Even before a student reads Bain’s book, however, they would likely already have felt a greater sense of belonging merely by knowing that it is in their room and by being able to point to it. The essence, or definition, of Bain’s book is tied to the physical, geographical location of Middlebury, Vermont, and does not extend much past the campus itself. What every student, past, present and future, shares with every other student of the college is the fact that we all live in the same town for at least some amount of time in order to achieve our degrees. This commonality is so simple that its idea can be transferred to the book: whenever one points at the book, or sees it, they will understand the importance of this common location. The book works to achieve this effect by definition, as it is a collection of the most notable people who have lived here and the most notable events which have occurred here.

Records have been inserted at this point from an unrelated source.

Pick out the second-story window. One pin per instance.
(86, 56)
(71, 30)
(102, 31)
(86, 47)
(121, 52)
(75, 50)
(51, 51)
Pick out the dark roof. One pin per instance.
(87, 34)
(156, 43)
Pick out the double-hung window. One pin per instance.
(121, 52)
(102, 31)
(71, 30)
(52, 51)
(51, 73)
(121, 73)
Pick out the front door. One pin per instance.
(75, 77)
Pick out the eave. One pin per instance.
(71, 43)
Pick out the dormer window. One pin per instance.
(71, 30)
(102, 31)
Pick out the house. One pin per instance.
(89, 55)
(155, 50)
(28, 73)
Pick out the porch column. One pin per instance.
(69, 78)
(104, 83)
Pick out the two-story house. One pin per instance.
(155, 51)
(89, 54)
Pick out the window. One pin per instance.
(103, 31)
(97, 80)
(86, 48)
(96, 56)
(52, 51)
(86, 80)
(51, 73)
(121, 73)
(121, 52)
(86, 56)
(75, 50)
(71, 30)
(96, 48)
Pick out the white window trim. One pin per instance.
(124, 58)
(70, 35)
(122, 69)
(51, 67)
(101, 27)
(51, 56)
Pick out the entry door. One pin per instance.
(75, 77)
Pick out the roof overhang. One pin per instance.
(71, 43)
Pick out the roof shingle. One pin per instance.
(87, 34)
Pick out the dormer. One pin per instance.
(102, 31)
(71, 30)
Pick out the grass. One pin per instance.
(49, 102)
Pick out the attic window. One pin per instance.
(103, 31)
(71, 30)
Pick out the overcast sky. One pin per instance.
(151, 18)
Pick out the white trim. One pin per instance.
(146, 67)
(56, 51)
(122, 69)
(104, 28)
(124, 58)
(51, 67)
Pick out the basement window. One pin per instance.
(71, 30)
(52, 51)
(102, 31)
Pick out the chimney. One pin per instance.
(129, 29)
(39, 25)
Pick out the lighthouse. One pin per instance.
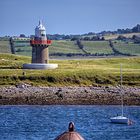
(40, 51)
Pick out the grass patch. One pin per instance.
(71, 72)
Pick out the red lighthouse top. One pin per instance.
(40, 36)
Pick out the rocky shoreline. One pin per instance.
(29, 95)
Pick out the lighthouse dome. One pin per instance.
(40, 30)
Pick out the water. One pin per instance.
(47, 122)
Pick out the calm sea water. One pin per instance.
(46, 122)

Some objections I have heard when I have discussed this idea with my friends have included the environmental cost of printing, the feeling of an invasion of privacy and a lack of confidence that anyone would pay any attention to the book at all. To answer the first objection: the college already has many copies being stored for their eventual sale. More significantly, the number of books to be printed would be relatively small and the paper costs could be recouped by printing fewer publications and marketing materials for a certain amount of time. We might also find it economical to produce a new and less expensive edition which would use less paper. To the second objection: if your room is on campus, then it is not actually your room. The college has always owned it and will always own it. Recent vandalism also suggests that when the college entrusts its rooms completely to students, they damage them and decrease staff morale. To the third objection I say that, though some people would surely throw the book into the abyss of their closet for the semester, other people would surely put it high upon their shelf. If even a few people feel as though the book has helped them belong here, then I believe this proposal is worthwhile and the bill should be passed. 

John Gosselin  is a member of the class of 2020.